25. Next, it must be observed that Article 19 of the Directive provides for the parties to be able to derogate from the provisions of Article 17 before the contract expires, provided that that derogation is not unfavourable to the commercial agent. It is clear, therefore, that the issue of whether or not that derogation is unfavourable must be determined at the time the parties contemplate it. The latter cannot agree on a derogation if they do not know whether at the end of the contract it will prove to be favourable or detrimental to the commercial agent.
26. That interpretation is also supported by the aim and the character of the system established by Articles 17 and 19 of the Directive, as set out in paragraphs 19 and 22 of this judgment.

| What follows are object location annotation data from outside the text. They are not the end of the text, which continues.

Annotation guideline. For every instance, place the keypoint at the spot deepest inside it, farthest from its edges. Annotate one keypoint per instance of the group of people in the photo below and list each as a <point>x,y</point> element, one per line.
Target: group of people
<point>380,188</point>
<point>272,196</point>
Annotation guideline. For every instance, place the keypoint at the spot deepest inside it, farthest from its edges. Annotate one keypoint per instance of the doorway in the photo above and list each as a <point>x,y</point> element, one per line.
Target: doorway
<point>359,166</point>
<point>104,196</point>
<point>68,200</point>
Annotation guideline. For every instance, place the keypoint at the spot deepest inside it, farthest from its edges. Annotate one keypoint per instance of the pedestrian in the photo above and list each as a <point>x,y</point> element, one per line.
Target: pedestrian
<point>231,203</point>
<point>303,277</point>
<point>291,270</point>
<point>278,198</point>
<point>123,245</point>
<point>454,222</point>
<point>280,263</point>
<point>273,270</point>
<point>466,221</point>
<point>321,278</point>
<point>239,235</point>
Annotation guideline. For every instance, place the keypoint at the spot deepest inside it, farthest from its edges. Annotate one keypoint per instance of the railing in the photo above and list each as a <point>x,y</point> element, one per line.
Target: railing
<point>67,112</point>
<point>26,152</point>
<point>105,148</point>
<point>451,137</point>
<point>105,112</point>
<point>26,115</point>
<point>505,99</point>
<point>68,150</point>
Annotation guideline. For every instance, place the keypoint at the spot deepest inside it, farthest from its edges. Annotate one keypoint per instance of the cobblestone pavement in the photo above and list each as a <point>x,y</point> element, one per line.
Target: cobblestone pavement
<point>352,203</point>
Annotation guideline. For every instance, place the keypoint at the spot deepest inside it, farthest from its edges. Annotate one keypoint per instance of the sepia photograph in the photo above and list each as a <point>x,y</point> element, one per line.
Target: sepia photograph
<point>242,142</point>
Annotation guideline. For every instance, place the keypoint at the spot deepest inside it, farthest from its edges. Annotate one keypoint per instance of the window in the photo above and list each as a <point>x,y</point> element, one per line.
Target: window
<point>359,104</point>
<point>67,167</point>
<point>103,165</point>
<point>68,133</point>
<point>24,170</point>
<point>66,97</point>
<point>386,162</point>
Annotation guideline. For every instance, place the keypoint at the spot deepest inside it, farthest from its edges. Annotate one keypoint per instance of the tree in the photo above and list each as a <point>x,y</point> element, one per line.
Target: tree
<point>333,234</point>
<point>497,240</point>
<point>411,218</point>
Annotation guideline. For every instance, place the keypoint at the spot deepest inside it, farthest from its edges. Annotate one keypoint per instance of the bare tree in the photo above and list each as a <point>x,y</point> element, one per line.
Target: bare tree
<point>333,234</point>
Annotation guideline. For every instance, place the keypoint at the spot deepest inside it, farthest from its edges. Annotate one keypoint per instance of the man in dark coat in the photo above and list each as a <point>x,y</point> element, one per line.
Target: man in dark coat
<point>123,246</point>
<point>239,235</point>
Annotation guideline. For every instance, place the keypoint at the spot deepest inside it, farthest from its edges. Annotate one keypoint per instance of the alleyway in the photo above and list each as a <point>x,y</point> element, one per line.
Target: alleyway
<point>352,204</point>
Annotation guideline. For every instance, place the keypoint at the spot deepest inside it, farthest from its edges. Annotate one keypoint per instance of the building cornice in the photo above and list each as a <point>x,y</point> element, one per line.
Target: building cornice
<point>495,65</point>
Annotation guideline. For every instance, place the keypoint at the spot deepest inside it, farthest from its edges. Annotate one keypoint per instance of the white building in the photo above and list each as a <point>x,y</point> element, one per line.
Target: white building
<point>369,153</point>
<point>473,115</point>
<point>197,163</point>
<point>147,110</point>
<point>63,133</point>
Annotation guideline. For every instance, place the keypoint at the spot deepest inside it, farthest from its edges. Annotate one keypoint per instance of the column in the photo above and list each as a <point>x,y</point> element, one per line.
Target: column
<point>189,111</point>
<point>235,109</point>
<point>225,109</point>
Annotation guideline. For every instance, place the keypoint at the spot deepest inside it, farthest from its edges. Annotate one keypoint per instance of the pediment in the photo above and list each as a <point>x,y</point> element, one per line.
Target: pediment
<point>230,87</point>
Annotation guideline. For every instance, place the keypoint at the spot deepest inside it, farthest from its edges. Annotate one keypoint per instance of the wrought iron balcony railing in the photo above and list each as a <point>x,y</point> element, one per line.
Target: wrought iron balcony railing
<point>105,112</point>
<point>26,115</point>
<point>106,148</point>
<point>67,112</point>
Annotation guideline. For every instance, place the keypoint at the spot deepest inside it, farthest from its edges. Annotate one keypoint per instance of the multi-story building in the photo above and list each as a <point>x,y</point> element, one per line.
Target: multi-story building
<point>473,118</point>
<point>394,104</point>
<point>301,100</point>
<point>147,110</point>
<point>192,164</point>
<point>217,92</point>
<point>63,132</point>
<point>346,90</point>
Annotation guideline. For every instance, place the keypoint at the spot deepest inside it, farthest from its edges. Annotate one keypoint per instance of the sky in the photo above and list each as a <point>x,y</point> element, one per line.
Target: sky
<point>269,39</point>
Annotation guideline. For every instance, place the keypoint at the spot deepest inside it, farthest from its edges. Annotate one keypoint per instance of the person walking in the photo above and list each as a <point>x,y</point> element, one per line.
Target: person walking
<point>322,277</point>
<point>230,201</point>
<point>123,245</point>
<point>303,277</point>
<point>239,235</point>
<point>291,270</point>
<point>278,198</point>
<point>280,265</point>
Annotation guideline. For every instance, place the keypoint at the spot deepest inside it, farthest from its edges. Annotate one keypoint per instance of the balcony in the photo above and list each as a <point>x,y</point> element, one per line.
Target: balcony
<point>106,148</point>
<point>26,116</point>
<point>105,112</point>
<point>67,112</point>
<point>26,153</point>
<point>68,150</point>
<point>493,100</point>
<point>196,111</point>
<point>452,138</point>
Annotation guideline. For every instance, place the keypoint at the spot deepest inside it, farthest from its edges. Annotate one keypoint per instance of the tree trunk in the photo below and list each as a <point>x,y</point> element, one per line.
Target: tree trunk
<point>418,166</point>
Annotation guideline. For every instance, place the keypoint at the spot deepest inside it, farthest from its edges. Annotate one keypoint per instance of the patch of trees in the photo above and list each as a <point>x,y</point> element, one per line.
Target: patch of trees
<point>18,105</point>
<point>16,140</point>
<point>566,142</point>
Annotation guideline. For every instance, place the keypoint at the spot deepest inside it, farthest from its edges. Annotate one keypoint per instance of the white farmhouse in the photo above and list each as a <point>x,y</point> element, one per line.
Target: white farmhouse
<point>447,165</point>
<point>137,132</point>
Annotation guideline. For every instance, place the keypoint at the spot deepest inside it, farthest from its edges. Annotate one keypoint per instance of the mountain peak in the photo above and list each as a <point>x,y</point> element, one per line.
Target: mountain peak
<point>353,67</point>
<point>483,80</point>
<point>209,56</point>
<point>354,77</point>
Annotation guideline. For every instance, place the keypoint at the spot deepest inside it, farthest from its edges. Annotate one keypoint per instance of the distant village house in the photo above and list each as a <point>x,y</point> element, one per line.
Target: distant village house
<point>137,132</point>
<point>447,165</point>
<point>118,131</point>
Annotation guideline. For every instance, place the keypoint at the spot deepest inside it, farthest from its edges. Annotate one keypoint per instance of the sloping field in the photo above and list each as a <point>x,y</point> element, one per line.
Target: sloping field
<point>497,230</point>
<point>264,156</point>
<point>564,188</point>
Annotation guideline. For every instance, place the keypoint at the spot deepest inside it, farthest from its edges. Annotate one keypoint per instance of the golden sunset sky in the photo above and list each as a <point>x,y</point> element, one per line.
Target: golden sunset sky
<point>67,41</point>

27. Therefore, it must be concluded from the foregoing considerations that Article 19 of the Directive must be understood as meaning that a derogation from the provisions of Article 17 may be accepted only if, ex ante, there is no possibility that at the end of the contract that derogation will prove to be detrimental to the commercial agent.
Hardie Polymers
Decision
"In summary, the obligation on the English courts to construe domestic legislation consistently with Community law obligations is both broad and far-reaching. In particular: (a) it is not constrained by conventional rules of construction (per Lord Oliver of Aylmerton in the Pickstone case, at p 126b); (b) it does not require ambiguity in the legislative language (per Lord Oliver in the Pickstone case, at p 126b and per Lord Nicholls of Birkenhead in Ghaidan's case, at para 32); (c) it is not an exercise in semantics or linguistics (per Lord Nicholls in Ghaidan's case, at paras 31 and 35; per Lord Steyn, at paras 48-49; per Lord Rodger of Earlsferry, at paras 110-115); (d) it permits departure from the strict and literal application of the words which the legislature has elected to use (per Lord Oliver in the Litster case, at p 577a; per Lord Nicholls in Ghaidan's case, at para 31); (e) it permits the implication of words necessary to comply with Community law obligations (per Lord Templeman in the Pickstone case, at pp 120h-121a; per Lord Oliver in the Litster case, at p 577a); and (f) the precise form of the words to be implied does not matter (per Lord Keith of Kinkel in the Pickstone case, at p 112d; per Lord Rodger in Ghaidan's case, at para 122; per Arden LJ in the IDT Card Services case, at para 114)." Supplemented by;
"The only constraints on the broad and far-reaching nature of the interpretative obligation are that: (a) the meaning should 'go with the grain of the legislation' and be 'compatible with the underlying thrust of the legislation being construed': see per Lord Nicholls in Ghaidan v Godin-Mendoza [2004] 2 AC 557, para 33; Dyson LJ in Revenue and Customs Comrs v EB Central Services Ltd [2008] STC 2209, para 81. An interpretation should not be adopted which is inconsistent with a fundamental or cardinal feature of the legislation since this would cross the boundary between interpretation and amendment (see per Lord Nicholls, at para 33, Lord Rodger, at paras 110-113 in Ghaidan's case; per Arden LJ in R (IDT Card Services Ireland Ltd) v Customs and Excise Comrs [2006] STC 1252, paras 82 and 113); and (b) the exercise of the interpretative obligation cannot require the courts to make decisions for which they are not equipped or give rise to important practical repercussions which the court is not equipped to evaluate: see the Ghaidan case, per Lord Nicholls, at para 33; per Lord Rodger, at para 115; per Arden LJ in the IDT Card Services case, at para 113."